Café Diem started in Coonoor in January this year and is a cute, cosy spot with a to-die-for-view of the Nilgiris.
IMAGE: A small café, it has limited seating and needs prior reservation. The white door leads to kitchen downstairs.
"I was interested in baking, cooking and had thought to do something on my own with a couple of helpers, but it turned out a little elaborate," she laughs and adds that construction in the hills was the hardest part.
The café is flecked with her personal touch -- from the handwritten note on the menu on a cheeseboard, handpainted water bottles tied with aprons strings, funky salt sellers, mismatched hand-made napkins – also a table whose legs are a baby's crib bought from a kabadiwallah.

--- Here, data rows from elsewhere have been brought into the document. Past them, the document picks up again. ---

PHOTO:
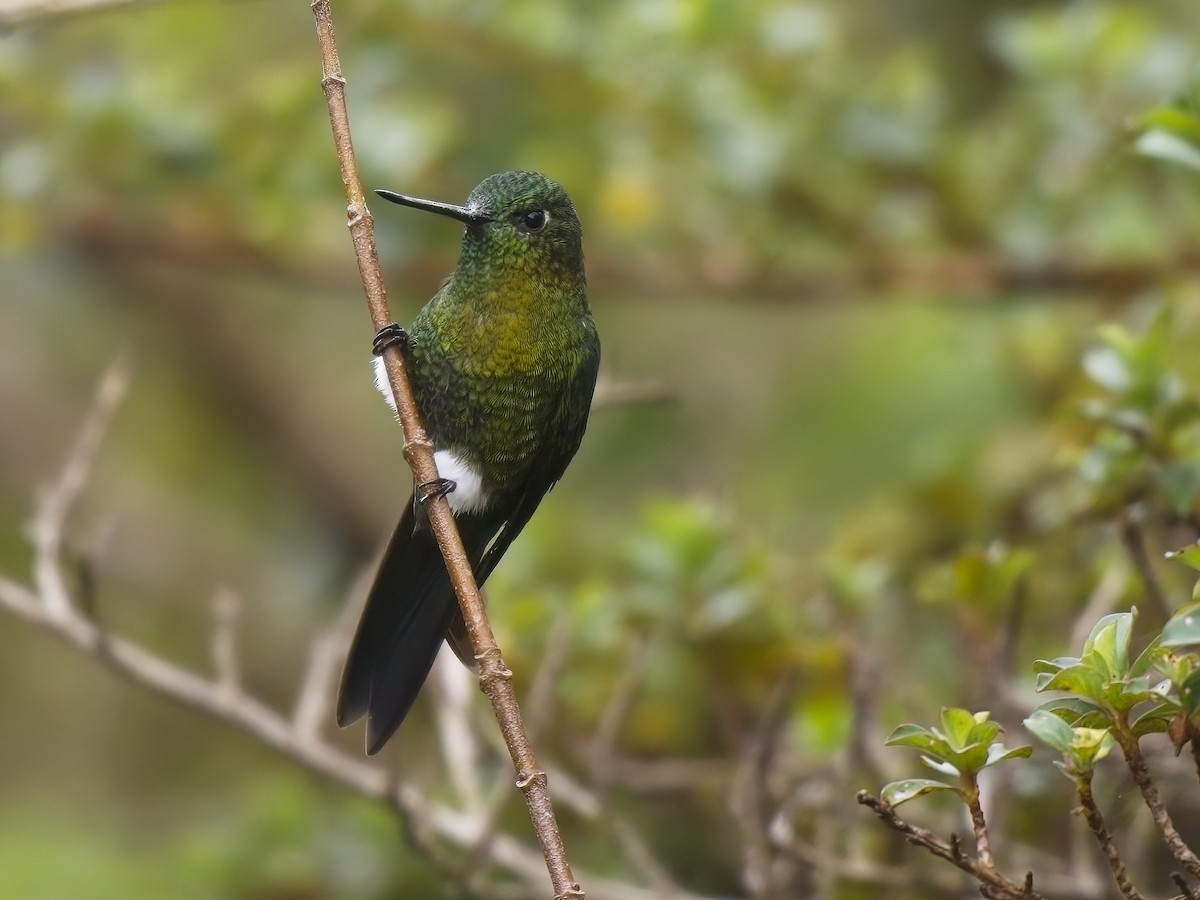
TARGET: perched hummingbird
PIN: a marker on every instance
(503, 361)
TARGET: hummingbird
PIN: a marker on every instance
(503, 363)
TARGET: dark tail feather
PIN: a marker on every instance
(408, 611)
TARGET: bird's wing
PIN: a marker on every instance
(563, 437)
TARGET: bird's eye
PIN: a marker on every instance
(532, 220)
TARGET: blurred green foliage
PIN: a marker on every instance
(921, 277)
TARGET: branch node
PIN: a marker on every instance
(533, 778)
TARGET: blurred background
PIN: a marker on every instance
(873, 270)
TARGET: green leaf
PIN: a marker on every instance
(1080, 679)
(1183, 628)
(910, 789)
(1078, 712)
(1050, 730)
(1189, 695)
(1155, 720)
(996, 753)
(918, 737)
(1110, 640)
(1164, 145)
(1188, 556)
(958, 725)
(943, 766)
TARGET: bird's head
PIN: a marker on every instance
(516, 220)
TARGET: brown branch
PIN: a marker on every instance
(991, 882)
(1104, 837)
(495, 677)
(978, 823)
(1140, 772)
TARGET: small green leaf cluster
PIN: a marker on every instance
(1113, 695)
(1146, 444)
(964, 745)
(1171, 132)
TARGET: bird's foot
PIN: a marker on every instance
(388, 335)
(432, 490)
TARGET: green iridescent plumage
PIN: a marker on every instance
(503, 363)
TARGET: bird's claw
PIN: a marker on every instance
(388, 335)
(432, 490)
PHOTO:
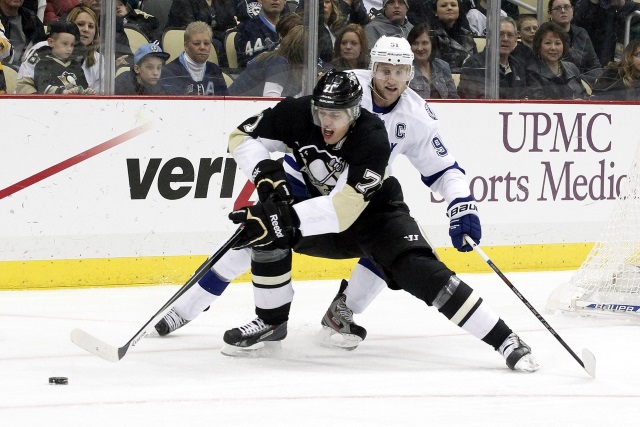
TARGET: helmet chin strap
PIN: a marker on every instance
(373, 89)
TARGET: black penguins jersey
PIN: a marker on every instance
(342, 178)
(52, 75)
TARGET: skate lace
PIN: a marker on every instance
(174, 320)
(344, 311)
(511, 343)
(253, 327)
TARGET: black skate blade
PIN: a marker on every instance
(328, 337)
(261, 349)
(589, 361)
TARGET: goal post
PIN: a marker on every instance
(608, 281)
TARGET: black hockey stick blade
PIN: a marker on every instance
(113, 353)
(588, 361)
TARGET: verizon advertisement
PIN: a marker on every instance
(105, 178)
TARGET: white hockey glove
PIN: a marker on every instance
(463, 216)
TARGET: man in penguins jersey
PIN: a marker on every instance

"When I started I didn't know where I would get the right chef, how quick the service was going to be. I wanted to give people things to talk about while they waited for the food," says Shastri who has also written a coffee table book on the Kumbh Mela in Allahabad and Ujjain, where she had travelled alone.
IMAGE: It has a staff of 6 including the chef and Radhika.

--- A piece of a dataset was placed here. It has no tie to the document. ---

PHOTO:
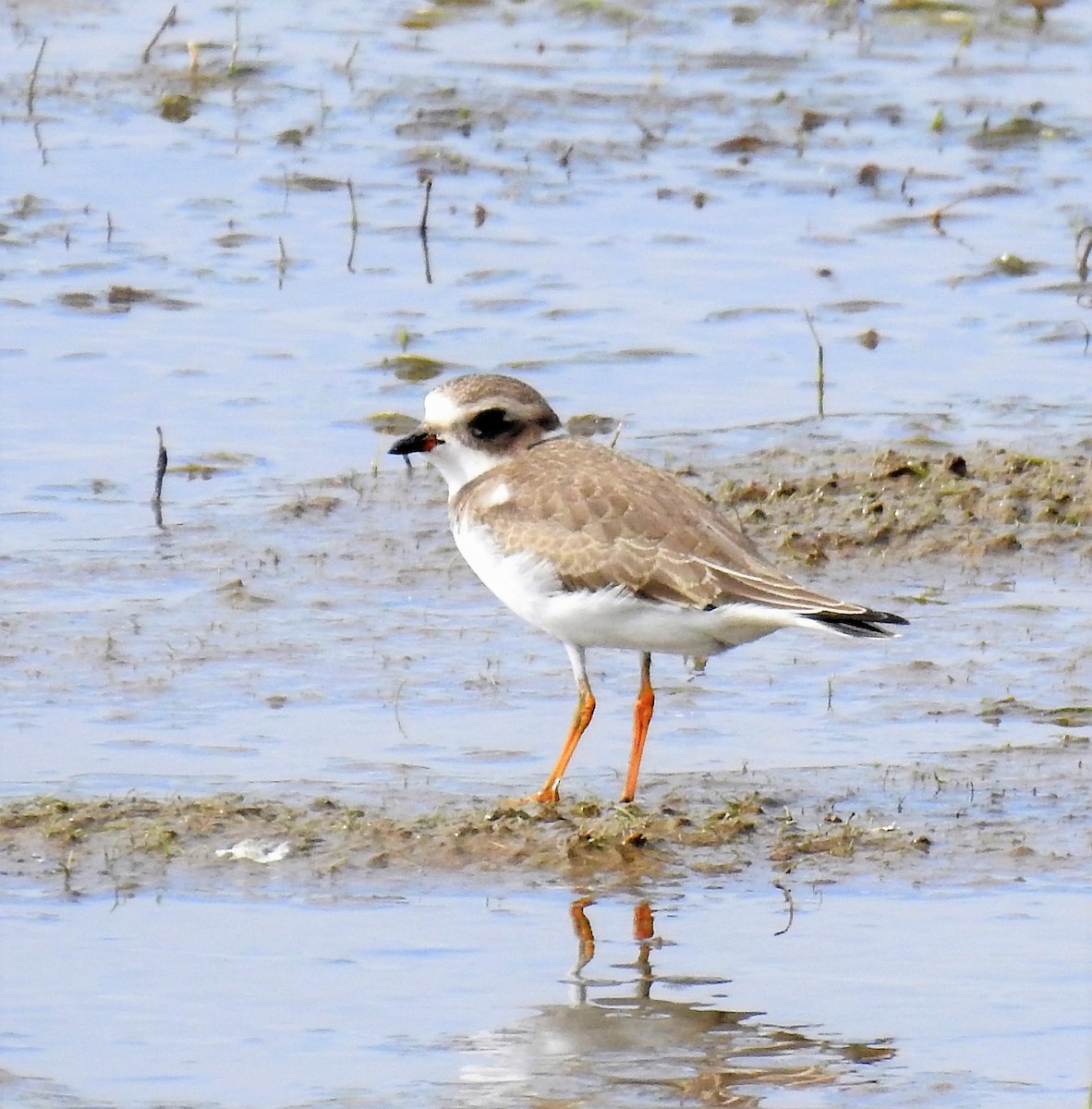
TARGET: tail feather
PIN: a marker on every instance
(864, 626)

The café is lead by French chef Didier in the kitchen below, assisted by two ladies from the village.
Chef Didier had come to India to visit his godson in 2007 and had fallen in love with the country. He went back to France, shut down his small company and moved with his salsa dancer wife and two children to Puducherry.
He worked in a water treatment business for a few years while his children went to local schools and speak fluent Tamil.

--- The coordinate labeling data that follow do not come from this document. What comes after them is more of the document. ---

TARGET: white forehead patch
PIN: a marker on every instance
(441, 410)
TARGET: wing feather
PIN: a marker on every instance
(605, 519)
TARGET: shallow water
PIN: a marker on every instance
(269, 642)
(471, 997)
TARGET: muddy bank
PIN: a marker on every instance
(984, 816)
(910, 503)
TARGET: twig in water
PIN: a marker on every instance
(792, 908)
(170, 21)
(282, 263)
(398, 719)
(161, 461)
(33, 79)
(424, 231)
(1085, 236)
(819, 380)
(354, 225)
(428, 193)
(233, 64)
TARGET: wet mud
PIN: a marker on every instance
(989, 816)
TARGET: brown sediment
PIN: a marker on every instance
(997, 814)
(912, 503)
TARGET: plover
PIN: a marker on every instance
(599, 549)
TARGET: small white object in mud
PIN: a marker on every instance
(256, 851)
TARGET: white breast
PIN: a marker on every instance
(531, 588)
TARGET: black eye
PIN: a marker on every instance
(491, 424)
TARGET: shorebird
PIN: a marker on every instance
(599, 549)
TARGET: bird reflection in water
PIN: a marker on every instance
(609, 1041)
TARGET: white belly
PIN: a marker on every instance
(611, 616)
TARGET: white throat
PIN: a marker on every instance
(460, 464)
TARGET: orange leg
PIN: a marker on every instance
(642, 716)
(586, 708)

IMAGE: Chef Didier is French and brings French sensibility to his cooking. He enjoys biryani when eating outside.
He then decided he needed a change and went back to France to train as a chef. "In France, most people change their jobs in 10, 15 years -- and many do two jobs at the same time," says the jovial Frenchman.
"We have more than 300 wines and have created dishes for the wines. Food is sacred for us."
He talks about food with the passion and zeal of an artist and says that almost everything is made from scratch in the kitchen.
Goat cheese, red wine vinegar and couscous being two of the few things he orders from abroad.
IMAGE: A freshly baked olive, feta savoury cake.
The staff of two boys on the restaurant floor are lead by Radhika. She takes the orders, advises guests on the day's specials, answers the phone and stops by to chit chat at the tables.
It is small, warm, efficiently run set-up.
"I knew the response would be good, but too many people were telling me it won't work. I was serving no meat, liquor was not allowed and it closes at 6. But it seems to have worked," says Radhika.
IMAGE: Radhika spends from 9 am to 6 pm on the restaurant floor.
Among the challenging bits was setting up a modern commercial kitchen with good equipment which cost her a tidy amount.
The popular items on the menu are the pumpkin soup, pizzas and lemon tarts.
Radhika says she has put in quite a bit of her savings into the café and reckons it will take at least two years to recover the expenses.
"You have to have guts to start afresh. There will always be naysayers. You have to believe that it is going to work. But unless you do it you don't know whether you will be successful or not."
Café Diem's story: 'A café has to be appealing enough for people to come back,' says Radhika. Video: Rajesh Karkera/Rediff.com
Giving her mantras for making a go of a new venture, she says, one must have the following in ample measure:
- Risk-taking ability.
- Putting yourself in the customer's place.
- Most importantly, to make a café work, it has to be appealing enough for people to come back.
"When you've eaten a good meal at a nice place you want to go back."